In May of 2002, I made a tiny watch PC board using the above circuit. It
was about 1.25" square. The tube leads were bent over and hand-wired into
a zigzag hole pattern on the board. The battery I chose was a CR2 lithium
camera battery, 1" long and 5/8" diameter. The time-setting buttons were
replaced with magnetically activated reed switches to eliminate the need
for pushbuttons poking out of the case.
I had put in a tilt sensor, the exotic ADXL202 part from Analog Devices, because I wanted the watch to display the time without having to push a button. I worked out an algorithm for detecting the tilt of the wearer’s arm, and watched myself at work and play to make sure that my arm didn’t reach that watch-reading tilt position inadvertently. I was satisfied that it would work. However, I had to mount the tilt chip at right angles to the PC board so it could monitor the proper two axes that indicate wrist tilt angle.

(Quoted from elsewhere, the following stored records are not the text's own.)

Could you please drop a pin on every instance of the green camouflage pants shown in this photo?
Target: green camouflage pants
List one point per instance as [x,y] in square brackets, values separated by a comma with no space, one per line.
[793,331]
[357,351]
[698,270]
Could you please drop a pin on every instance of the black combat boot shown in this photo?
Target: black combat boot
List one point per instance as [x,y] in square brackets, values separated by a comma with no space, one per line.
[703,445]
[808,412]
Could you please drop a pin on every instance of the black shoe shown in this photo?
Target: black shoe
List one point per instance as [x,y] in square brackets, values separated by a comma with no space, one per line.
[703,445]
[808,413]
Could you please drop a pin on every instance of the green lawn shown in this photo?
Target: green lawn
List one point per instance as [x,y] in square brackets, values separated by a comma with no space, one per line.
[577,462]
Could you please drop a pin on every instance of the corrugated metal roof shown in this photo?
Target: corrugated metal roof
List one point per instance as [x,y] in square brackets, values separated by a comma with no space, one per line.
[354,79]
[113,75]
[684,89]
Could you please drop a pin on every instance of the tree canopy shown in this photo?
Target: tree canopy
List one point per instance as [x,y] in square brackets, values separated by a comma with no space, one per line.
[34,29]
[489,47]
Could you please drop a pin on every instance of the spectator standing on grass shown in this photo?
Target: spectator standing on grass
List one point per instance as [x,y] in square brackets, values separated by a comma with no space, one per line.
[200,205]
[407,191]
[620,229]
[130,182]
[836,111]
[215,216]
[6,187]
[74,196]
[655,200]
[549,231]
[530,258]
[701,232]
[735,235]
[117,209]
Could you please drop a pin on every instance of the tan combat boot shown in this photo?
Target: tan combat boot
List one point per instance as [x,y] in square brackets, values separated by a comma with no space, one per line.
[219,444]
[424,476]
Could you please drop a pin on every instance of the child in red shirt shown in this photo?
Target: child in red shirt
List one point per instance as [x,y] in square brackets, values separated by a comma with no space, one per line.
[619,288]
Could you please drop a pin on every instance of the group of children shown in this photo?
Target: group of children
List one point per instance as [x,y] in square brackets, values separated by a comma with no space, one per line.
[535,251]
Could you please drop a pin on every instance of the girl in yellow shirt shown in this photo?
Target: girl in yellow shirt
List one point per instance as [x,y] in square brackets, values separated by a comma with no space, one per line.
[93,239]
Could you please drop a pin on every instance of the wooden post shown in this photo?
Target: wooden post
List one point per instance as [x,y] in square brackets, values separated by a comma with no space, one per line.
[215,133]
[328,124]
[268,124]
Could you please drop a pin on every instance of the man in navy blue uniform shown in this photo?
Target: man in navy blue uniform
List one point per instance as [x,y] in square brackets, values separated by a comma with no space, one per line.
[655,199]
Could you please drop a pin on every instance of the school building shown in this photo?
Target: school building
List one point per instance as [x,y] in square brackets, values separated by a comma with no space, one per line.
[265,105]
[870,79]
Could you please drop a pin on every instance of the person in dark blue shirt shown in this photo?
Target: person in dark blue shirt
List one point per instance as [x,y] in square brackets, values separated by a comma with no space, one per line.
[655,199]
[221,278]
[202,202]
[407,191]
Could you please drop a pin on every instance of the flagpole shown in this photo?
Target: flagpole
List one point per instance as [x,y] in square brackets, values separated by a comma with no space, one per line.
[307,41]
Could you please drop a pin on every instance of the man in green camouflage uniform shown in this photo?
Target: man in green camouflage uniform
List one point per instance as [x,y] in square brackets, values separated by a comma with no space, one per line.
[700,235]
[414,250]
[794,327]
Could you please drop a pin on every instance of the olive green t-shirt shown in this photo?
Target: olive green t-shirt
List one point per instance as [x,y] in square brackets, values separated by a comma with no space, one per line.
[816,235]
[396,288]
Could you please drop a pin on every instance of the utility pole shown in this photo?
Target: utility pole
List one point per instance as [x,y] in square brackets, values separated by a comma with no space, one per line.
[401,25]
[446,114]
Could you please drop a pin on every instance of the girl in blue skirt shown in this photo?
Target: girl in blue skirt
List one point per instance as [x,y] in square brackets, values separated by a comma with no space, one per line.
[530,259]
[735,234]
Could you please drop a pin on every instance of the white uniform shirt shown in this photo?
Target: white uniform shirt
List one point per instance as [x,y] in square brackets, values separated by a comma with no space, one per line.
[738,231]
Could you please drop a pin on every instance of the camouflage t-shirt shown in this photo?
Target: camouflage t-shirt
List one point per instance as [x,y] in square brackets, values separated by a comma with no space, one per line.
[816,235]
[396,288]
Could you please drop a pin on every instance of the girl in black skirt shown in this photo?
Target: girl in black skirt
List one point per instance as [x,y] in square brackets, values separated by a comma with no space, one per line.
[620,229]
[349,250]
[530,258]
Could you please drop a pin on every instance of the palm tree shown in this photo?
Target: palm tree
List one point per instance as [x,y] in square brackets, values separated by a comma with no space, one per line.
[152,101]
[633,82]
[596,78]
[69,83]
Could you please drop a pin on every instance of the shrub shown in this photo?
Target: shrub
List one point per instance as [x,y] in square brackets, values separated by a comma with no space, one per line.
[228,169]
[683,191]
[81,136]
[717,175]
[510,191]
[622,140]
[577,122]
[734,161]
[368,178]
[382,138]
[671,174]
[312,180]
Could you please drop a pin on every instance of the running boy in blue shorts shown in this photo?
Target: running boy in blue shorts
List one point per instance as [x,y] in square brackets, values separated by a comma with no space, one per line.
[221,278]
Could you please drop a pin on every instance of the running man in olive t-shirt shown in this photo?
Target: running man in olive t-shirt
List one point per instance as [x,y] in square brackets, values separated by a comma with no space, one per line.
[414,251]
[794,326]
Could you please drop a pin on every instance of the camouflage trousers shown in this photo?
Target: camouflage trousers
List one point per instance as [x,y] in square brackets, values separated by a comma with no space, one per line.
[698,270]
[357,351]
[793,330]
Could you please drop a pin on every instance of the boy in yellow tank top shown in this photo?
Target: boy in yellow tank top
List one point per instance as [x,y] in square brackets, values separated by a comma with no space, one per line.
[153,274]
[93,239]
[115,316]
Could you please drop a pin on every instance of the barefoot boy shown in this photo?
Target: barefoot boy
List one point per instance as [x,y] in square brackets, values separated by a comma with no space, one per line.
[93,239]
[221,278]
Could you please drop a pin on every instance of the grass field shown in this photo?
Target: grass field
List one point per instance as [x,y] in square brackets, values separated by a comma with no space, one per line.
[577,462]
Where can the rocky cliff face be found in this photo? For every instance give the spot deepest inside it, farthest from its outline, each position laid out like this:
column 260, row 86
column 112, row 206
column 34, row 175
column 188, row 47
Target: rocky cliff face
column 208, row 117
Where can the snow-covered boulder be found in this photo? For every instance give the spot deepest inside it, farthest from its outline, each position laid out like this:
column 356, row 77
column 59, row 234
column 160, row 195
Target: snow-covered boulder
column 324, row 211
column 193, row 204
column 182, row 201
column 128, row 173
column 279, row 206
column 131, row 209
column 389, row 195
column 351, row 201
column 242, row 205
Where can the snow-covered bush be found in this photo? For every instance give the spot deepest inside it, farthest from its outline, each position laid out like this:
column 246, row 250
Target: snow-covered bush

I made three of these boards. I wore one for over a year, tucked in a little Hammond plastic box glued to a Velcro watchband. I sold another to my brother, who put it in a very classy copper case he made from sheet stock. He still wears this watch. The third was eventually sold to a NeoNixie member. They all still work, I think. I had to replace a couple tubes due to elements shorting together. This was very tedious work, and indicated that tube sockets are needed for a real product.